The surface roughness analysis was performed on the topography AFM data, as shown in Fig. 4, where the PVA nanofibers were recorded with 418 ± 30 nm surface roughness. Decrement of surface roughness was observed on the PVA/EGF and the PVA/FGF with the values of 365 ± 11 nm and 305 ± 15 nm, respectively. The surface roughness was further reduced on the PVA/EGF-FGF with 295 ± 28 nm roughness and the PVA/EGF/FGF with 316 ± 22 nm roughness. There was no significant difference in the surface roughness data between PVA/EGF-FGF and PVA/EGF/FGF membranes, signifying that the incorporation of FGF and EGF, either through the electrospun of mix solution or multiple layers, did not impact the nanofiber roughness. Ahlawat et al.⁶⁰ mentioned the capability of low surface roughness to assist cell adhesion and proliferation mechanically. In this study, the low surface roughness of GFs incorporated membranes could provide a medium for cell interaction to induce cell integration and proliferation.

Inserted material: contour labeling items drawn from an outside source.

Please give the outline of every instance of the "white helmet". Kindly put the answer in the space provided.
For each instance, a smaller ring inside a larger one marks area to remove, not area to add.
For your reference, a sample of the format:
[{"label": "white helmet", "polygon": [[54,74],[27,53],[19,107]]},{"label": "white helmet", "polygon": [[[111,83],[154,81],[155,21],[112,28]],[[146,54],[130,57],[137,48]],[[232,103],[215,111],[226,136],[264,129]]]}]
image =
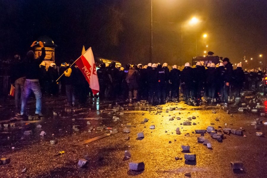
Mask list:
[{"label": "white helmet", "polygon": [[242,68],[242,64],[241,63],[238,63],[237,64],[237,65],[236,65],[236,67],[241,67]]},{"label": "white helmet", "polygon": [[190,63],[189,62],[187,62],[185,64],[185,67],[190,67]]},{"label": "white helmet", "polygon": [[201,66],[201,63],[200,62],[198,62],[196,64],[196,66]]},{"label": "white helmet", "polygon": [[210,66],[209,66],[211,67],[215,67],[215,64],[212,63],[210,64]]},{"label": "white helmet", "polygon": [[137,67],[138,67],[138,68],[139,68],[139,66],[143,66],[143,65],[142,65],[142,64],[137,64]]},{"label": "white helmet", "polygon": [[162,66],[163,67],[168,67],[168,64],[167,63],[165,63],[163,64],[163,65]]},{"label": "white helmet", "polygon": [[54,66],[55,66],[55,64],[52,62],[50,64],[50,67],[54,67]]}]

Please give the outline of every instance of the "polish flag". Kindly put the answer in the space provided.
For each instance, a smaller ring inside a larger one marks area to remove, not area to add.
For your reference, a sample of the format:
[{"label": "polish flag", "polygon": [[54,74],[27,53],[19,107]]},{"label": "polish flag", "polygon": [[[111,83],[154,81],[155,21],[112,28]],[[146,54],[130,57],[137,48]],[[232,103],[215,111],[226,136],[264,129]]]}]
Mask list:
[{"label": "polish flag", "polygon": [[96,73],[95,59],[92,49],[90,47],[75,62],[89,84],[93,93],[99,92],[99,83]]}]

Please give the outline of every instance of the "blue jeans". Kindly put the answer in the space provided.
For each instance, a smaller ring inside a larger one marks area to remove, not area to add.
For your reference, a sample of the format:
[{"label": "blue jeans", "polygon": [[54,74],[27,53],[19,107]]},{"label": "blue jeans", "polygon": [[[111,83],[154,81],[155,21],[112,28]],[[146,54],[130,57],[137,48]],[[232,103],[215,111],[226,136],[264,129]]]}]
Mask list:
[{"label": "blue jeans", "polygon": [[23,98],[21,103],[20,114],[24,114],[26,113],[27,100],[32,91],[33,92],[36,99],[36,110],[35,110],[35,114],[39,114],[41,113],[42,109],[42,93],[39,82],[35,81],[34,81],[26,79],[24,84]]}]

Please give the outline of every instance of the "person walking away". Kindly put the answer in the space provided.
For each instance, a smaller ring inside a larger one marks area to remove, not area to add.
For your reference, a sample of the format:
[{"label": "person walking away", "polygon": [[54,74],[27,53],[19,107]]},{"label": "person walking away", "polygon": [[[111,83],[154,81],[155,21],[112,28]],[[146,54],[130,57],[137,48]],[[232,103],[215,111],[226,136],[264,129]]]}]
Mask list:
[{"label": "person walking away", "polygon": [[215,68],[215,64],[210,64],[210,67],[206,72],[206,81],[208,86],[208,99],[211,100],[212,103],[214,101],[216,89],[216,82],[217,72]]},{"label": "person walking away", "polygon": [[193,82],[193,71],[190,63],[187,62],[185,64],[185,68],[181,72],[180,76],[181,82],[184,86],[183,90],[184,100],[187,102],[190,98],[190,91]]},{"label": "person walking away", "polygon": [[236,69],[233,71],[234,82],[234,86],[236,90],[236,103],[238,104],[241,100],[240,92],[246,80],[245,73],[242,69],[242,64],[238,63]]},{"label": "person walking away", "polygon": [[53,96],[58,96],[59,88],[56,80],[58,78],[59,74],[57,70],[56,64],[53,63],[50,64],[47,71],[48,83],[49,87],[49,94]]},{"label": "person walking away", "polygon": [[99,99],[103,101],[105,99],[105,91],[109,81],[109,76],[105,63],[100,64],[100,68],[97,70],[96,72],[99,82]]},{"label": "person walking away", "polygon": [[219,100],[221,102],[224,100],[223,90],[224,88],[224,75],[225,70],[223,63],[220,63],[217,69],[217,90],[219,93]]},{"label": "person walking away", "polygon": [[45,68],[46,64],[44,61],[41,63],[39,66],[39,82],[42,95],[46,93],[46,82],[47,81],[47,72]]},{"label": "person walking away", "polygon": [[39,45],[42,48],[42,53],[38,59],[34,59],[34,49],[33,46],[36,44],[36,41],[34,42],[31,46],[30,50],[27,53],[26,59],[24,65],[26,74],[26,80],[24,84],[23,98],[21,103],[20,115],[26,115],[27,101],[32,91],[33,92],[36,99],[35,114],[42,116],[41,111],[42,109],[42,93],[40,83],[39,82],[39,66],[44,60],[45,57],[45,50],[44,44],[41,41],[39,42]]},{"label": "person walking away", "polygon": [[171,98],[176,98],[177,101],[179,101],[179,87],[180,86],[180,75],[181,71],[178,69],[177,66],[174,65],[172,69],[170,72],[170,81],[171,91]]},{"label": "person walking away", "polygon": [[196,101],[201,99],[201,90],[203,88],[203,85],[206,81],[205,68],[202,66],[200,62],[197,62],[196,67],[192,69],[193,74],[193,87],[194,88],[194,96]]},{"label": "person walking away", "polygon": [[[140,77],[139,73],[136,70],[137,68],[137,66],[134,65],[133,68],[129,70],[126,77],[126,81],[129,88],[129,99],[130,102],[132,101],[132,98],[134,100],[137,99],[138,82]],[[132,98],[133,93],[133,98]]]},{"label": "person walking away", "polygon": [[26,74],[23,63],[20,56],[15,55],[11,67],[10,83],[15,87],[15,107],[16,109],[20,108],[23,98]]},{"label": "person walking away", "polygon": [[223,90],[224,105],[227,106],[228,103],[228,95],[231,82],[232,82],[233,69],[233,64],[230,62],[229,59],[225,58],[223,60],[223,63],[224,65],[225,71],[224,75],[224,86]]}]

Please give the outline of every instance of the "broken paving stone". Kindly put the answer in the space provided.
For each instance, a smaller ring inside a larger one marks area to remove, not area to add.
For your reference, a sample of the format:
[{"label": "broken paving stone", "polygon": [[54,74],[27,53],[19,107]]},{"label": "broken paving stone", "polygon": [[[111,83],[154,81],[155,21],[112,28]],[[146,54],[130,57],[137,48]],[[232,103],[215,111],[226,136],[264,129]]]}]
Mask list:
[{"label": "broken paving stone", "polygon": [[144,122],[147,122],[149,120],[149,119],[148,119],[147,118],[145,118],[144,119]]},{"label": "broken paving stone", "polygon": [[256,132],[256,136],[261,136],[262,135],[262,132]]},{"label": "broken paving stone", "polygon": [[185,174],[185,176],[186,176],[187,177],[191,177],[191,172],[187,172],[187,173],[186,173]]},{"label": "broken paving stone", "polygon": [[187,145],[182,145],[182,148],[183,151],[189,151],[190,149],[190,146]]},{"label": "broken paving stone", "polygon": [[242,135],[243,134],[243,132],[241,130],[236,131],[236,134],[238,135]]},{"label": "broken paving stone", "polygon": [[155,125],[152,125],[149,127],[150,129],[155,129]]},{"label": "broken paving stone", "polygon": [[72,126],[72,129],[74,130],[74,131],[77,132],[80,130],[80,129],[79,129],[79,128],[80,127],[80,125],[73,125],[73,126]]},{"label": "broken paving stone", "polygon": [[204,142],[205,141],[205,137],[198,137],[198,142]]},{"label": "broken paving stone", "polygon": [[131,153],[128,151],[125,151],[124,152],[124,157],[127,159],[130,158],[131,157]]},{"label": "broken paving stone", "polygon": [[208,126],[207,128],[207,132],[210,132],[212,131],[214,131],[215,130],[214,127],[213,126]]},{"label": "broken paving stone", "polygon": [[46,132],[44,131],[42,131],[42,132],[41,132],[41,133],[40,134],[40,136],[44,136],[46,135]]},{"label": "broken paving stone", "polygon": [[241,161],[232,161],[231,165],[233,169],[243,169],[244,164]]},{"label": "broken paving stone", "polygon": [[183,125],[190,125],[192,123],[190,122],[184,122],[183,123]]},{"label": "broken paving stone", "polygon": [[195,132],[196,134],[201,134],[206,132],[206,130],[204,129],[195,129]]},{"label": "broken paving stone", "polygon": [[132,171],[141,171],[144,169],[144,164],[142,161],[133,161],[129,163],[129,167]]},{"label": "broken paving stone", "polygon": [[125,133],[130,133],[130,129],[128,128],[124,128],[123,130],[123,131]]},{"label": "broken paving stone", "polygon": [[144,137],[144,133],[143,133],[143,132],[139,132],[138,134],[137,134],[137,138],[143,138]]},{"label": "broken paving stone", "polygon": [[188,161],[196,160],[196,154],[186,153],[185,154],[185,159]]},{"label": "broken paving stone", "polygon": [[56,140],[50,140],[50,144],[55,144],[58,143],[58,141]]},{"label": "broken paving stone", "polygon": [[0,159],[0,162],[2,162],[3,164],[9,164],[11,160],[9,158],[2,158]]},{"label": "broken paving stone", "polygon": [[25,131],[23,133],[23,135],[31,135],[32,134],[32,132],[31,131]]},{"label": "broken paving stone", "polygon": [[82,167],[86,165],[88,161],[84,159],[81,159],[78,161],[78,165],[80,167]]}]

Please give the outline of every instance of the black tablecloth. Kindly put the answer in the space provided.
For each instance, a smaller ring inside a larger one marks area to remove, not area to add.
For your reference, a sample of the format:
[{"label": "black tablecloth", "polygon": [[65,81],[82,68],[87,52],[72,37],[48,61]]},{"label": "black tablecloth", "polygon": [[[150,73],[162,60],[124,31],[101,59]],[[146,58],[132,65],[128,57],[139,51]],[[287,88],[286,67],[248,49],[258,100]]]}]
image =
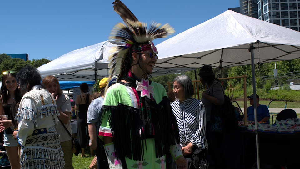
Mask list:
[{"label": "black tablecloth", "polygon": [[[244,146],[241,149],[243,163],[255,162],[253,161],[257,160],[255,133],[252,131],[240,131],[240,141]],[[258,136],[261,164],[281,166],[300,164],[300,132],[282,134],[259,131]]]}]

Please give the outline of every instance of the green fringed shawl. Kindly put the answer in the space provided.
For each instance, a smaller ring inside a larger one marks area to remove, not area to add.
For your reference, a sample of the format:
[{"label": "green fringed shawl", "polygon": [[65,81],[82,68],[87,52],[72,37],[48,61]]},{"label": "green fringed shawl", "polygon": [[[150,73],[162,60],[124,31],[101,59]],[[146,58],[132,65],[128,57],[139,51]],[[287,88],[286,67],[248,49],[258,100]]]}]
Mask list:
[{"label": "green fringed shawl", "polygon": [[[140,96],[140,92],[138,92]],[[115,152],[118,159],[126,157],[135,160],[143,160],[144,151],[147,150],[143,147],[147,144],[147,138],[154,138],[157,158],[165,155],[170,146],[179,143],[177,121],[167,97],[164,96],[158,104],[153,97],[152,99],[142,98],[142,109],[141,104],[139,109],[122,103],[114,106],[104,104],[102,106],[102,116],[107,115],[113,134]],[[140,131],[143,132],[140,133]]]}]

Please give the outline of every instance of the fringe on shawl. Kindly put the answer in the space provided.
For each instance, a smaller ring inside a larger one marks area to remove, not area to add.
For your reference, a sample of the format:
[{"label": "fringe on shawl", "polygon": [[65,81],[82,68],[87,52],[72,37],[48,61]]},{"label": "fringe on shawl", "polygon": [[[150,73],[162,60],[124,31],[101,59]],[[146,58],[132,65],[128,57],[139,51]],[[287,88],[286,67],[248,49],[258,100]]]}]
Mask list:
[{"label": "fringe on shawl", "polygon": [[[179,143],[178,127],[167,97],[158,105],[152,106],[151,110],[156,155],[159,158],[168,152],[170,146]],[[103,105],[101,111],[102,116],[107,115],[117,158],[143,160],[146,138],[144,133],[140,132],[143,126],[139,110],[120,104],[117,106]]]},{"label": "fringe on shawl", "polygon": [[[65,164],[63,152],[60,146],[56,149],[28,146],[23,149],[20,158],[21,168],[62,169]],[[30,152],[29,156],[26,152]]]},{"label": "fringe on shawl", "polygon": [[[40,116],[41,119],[42,119],[43,116],[47,117],[55,115],[59,116],[60,115],[56,105],[53,104],[42,106],[38,107],[38,116]],[[33,109],[30,107],[22,107],[21,110],[18,111],[15,119],[18,120],[18,123],[23,119],[29,120],[33,122],[35,127],[38,128],[37,115],[37,113],[34,111]]]}]

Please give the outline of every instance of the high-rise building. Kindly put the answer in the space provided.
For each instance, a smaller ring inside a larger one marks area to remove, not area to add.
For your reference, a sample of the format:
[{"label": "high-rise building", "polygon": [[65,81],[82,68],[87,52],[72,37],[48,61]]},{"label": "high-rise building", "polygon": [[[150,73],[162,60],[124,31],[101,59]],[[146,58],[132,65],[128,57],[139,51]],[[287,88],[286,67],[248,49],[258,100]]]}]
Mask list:
[{"label": "high-rise building", "polygon": [[240,13],[258,19],[258,10],[257,0],[240,0]]},{"label": "high-rise building", "polygon": [[258,0],[258,19],[300,31],[300,0]]}]

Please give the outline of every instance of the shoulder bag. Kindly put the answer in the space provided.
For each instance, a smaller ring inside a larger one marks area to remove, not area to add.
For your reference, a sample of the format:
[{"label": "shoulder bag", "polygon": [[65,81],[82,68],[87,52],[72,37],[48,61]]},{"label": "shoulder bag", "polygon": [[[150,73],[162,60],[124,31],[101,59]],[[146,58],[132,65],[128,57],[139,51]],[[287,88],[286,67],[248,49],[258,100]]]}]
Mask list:
[{"label": "shoulder bag", "polygon": [[65,126],[62,122],[59,119],[59,118],[58,117],[58,119],[59,121],[60,121],[60,122],[62,123],[62,126],[63,126],[63,128],[66,129],[66,131],[68,132],[68,134],[69,134],[70,136],[72,138],[72,141],[73,142],[73,152],[75,156],[77,156],[78,155],[79,153],[81,152],[81,147],[80,146],[80,144],[79,144],[79,142],[77,139],[73,137],[72,135],[71,134],[71,133],[70,133],[70,132],[69,132],[68,129],[67,129],[67,128]]}]

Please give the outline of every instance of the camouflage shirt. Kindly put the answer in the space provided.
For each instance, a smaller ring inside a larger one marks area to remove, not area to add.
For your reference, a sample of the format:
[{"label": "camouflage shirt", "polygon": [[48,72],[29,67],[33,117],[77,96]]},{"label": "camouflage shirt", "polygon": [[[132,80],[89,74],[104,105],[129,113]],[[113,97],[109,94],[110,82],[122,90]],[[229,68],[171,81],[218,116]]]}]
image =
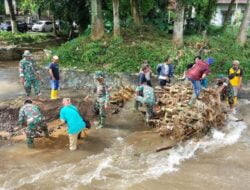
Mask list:
[{"label": "camouflage shirt", "polygon": [[40,108],[33,104],[25,104],[19,111],[18,125],[22,126],[25,122],[27,124],[39,123],[44,116],[42,115]]},{"label": "camouflage shirt", "polygon": [[141,85],[136,88],[136,91],[142,91],[143,96],[137,96],[136,100],[145,104],[155,104],[154,89],[147,85]]},{"label": "camouflage shirt", "polygon": [[36,68],[36,63],[33,60],[27,60],[23,58],[19,63],[19,74],[20,77],[24,77],[25,80],[36,79],[36,73],[38,73]]}]

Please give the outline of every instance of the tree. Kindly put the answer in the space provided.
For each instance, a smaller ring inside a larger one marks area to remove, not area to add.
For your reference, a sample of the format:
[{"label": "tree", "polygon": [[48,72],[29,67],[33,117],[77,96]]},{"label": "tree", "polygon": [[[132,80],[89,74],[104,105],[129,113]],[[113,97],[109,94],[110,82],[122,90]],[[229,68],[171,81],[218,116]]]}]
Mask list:
[{"label": "tree", "polygon": [[101,0],[91,0],[91,38],[99,40],[104,35]]},{"label": "tree", "polygon": [[177,47],[183,45],[184,10],[185,10],[184,2],[182,0],[176,0],[173,43]]},{"label": "tree", "polygon": [[250,21],[250,0],[247,1],[247,7],[243,16],[243,21],[240,25],[240,31],[237,36],[237,42],[244,46],[247,41],[247,30]]},{"label": "tree", "polygon": [[17,24],[16,24],[16,15],[14,11],[14,6],[12,0],[7,0],[10,12],[10,20],[11,20],[11,29],[12,33],[17,33]]},{"label": "tree", "polygon": [[120,16],[119,16],[120,0],[113,0],[113,16],[114,16],[114,36],[120,36]]},{"label": "tree", "polygon": [[235,0],[231,0],[230,5],[227,9],[223,24],[222,24],[222,31],[225,31],[227,28],[227,25],[229,24],[229,18],[230,18],[234,3],[235,3]]},{"label": "tree", "polygon": [[139,12],[139,2],[138,0],[130,0],[131,13],[136,25],[141,24],[140,12]]},{"label": "tree", "polygon": [[206,26],[210,24],[214,11],[216,10],[216,4],[217,4],[217,0],[208,0],[208,5],[204,13]]}]

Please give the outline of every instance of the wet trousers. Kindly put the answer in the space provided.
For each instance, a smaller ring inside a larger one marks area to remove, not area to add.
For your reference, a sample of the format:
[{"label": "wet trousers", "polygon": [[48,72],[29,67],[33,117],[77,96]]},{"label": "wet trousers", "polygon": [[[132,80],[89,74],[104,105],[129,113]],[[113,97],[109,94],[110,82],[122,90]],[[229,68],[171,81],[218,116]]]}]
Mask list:
[{"label": "wet trousers", "polygon": [[25,80],[24,82],[24,90],[27,96],[31,95],[31,87],[33,86],[35,95],[40,94],[40,81],[37,79]]}]

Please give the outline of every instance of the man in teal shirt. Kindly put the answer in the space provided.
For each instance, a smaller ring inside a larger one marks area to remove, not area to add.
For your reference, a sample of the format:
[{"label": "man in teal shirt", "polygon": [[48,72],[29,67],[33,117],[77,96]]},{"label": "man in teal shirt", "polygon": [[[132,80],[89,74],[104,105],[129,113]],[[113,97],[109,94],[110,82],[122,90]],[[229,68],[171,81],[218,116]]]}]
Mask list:
[{"label": "man in teal shirt", "polygon": [[77,137],[79,133],[86,128],[78,109],[71,104],[70,98],[64,98],[63,108],[60,110],[60,120],[68,126],[69,149],[76,150]]},{"label": "man in teal shirt", "polygon": [[146,121],[148,121],[154,115],[154,105],[156,103],[154,89],[151,86],[148,86],[147,82],[144,81],[141,86],[136,88],[136,92],[139,91],[143,92],[143,96],[137,95],[135,100],[146,105]]}]

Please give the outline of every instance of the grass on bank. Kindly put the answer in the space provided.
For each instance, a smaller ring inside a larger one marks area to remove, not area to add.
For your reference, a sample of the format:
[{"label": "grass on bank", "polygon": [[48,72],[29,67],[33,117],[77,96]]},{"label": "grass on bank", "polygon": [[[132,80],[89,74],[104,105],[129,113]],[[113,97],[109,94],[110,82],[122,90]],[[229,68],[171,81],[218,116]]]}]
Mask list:
[{"label": "grass on bank", "polygon": [[177,49],[171,43],[171,35],[152,27],[142,29],[126,29],[122,38],[105,36],[100,41],[91,41],[88,35],[83,35],[66,42],[53,53],[58,54],[62,67],[83,69],[86,72],[104,70],[106,72],[138,72],[141,63],[148,60],[155,70],[156,65],[163,62],[169,55],[176,61],[176,73],[186,70],[186,65],[193,62],[200,48],[202,57],[214,57],[216,63],[212,66],[214,76],[226,74],[234,59],[241,62],[245,79],[250,79],[250,48],[235,43],[237,29],[230,28],[225,33],[219,31],[203,38],[202,35],[184,37],[184,47]]},{"label": "grass on bank", "polygon": [[6,44],[21,45],[24,43],[39,43],[51,37],[46,33],[17,33],[0,31],[0,41]]}]

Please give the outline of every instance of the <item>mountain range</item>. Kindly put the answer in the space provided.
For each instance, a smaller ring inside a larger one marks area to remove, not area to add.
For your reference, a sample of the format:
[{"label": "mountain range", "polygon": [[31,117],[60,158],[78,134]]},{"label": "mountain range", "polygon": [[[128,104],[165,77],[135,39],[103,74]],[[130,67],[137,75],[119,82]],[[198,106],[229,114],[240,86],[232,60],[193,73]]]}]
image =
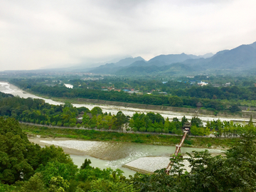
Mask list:
[{"label": "mountain range", "polygon": [[160,55],[148,61],[142,57],[128,58],[91,69],[90,73],[115,75],[178,74],[198,72],[238,73],[256,70],[256,42],[216,54],[204,55]]}]

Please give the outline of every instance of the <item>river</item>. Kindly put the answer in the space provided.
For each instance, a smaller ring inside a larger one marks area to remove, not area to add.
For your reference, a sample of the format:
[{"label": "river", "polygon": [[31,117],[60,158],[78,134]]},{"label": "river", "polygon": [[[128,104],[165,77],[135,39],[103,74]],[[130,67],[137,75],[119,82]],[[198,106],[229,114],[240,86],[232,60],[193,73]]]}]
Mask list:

The fiber diameter was further verified through the post-analysis of AFM topography data. The fiber diameter value for all nanofiber membranes (Fig. 4) are identical to the increment and decrement trends of fiber diameter observed through the SEM analysis. However, the values were higher due to the back–and-forth cantilever retraction during the scanning process, cause the data projection to be wider. From the post-analysis results, the incorporation of both FGF and EGF into the PVA nanofibers led to the reduction of fiber diameter with the acquired data of 298 ± 55 nm and 277 ± 57 nm for the PVA/EGF-FGF and PVA/EGF/FGF, respectively.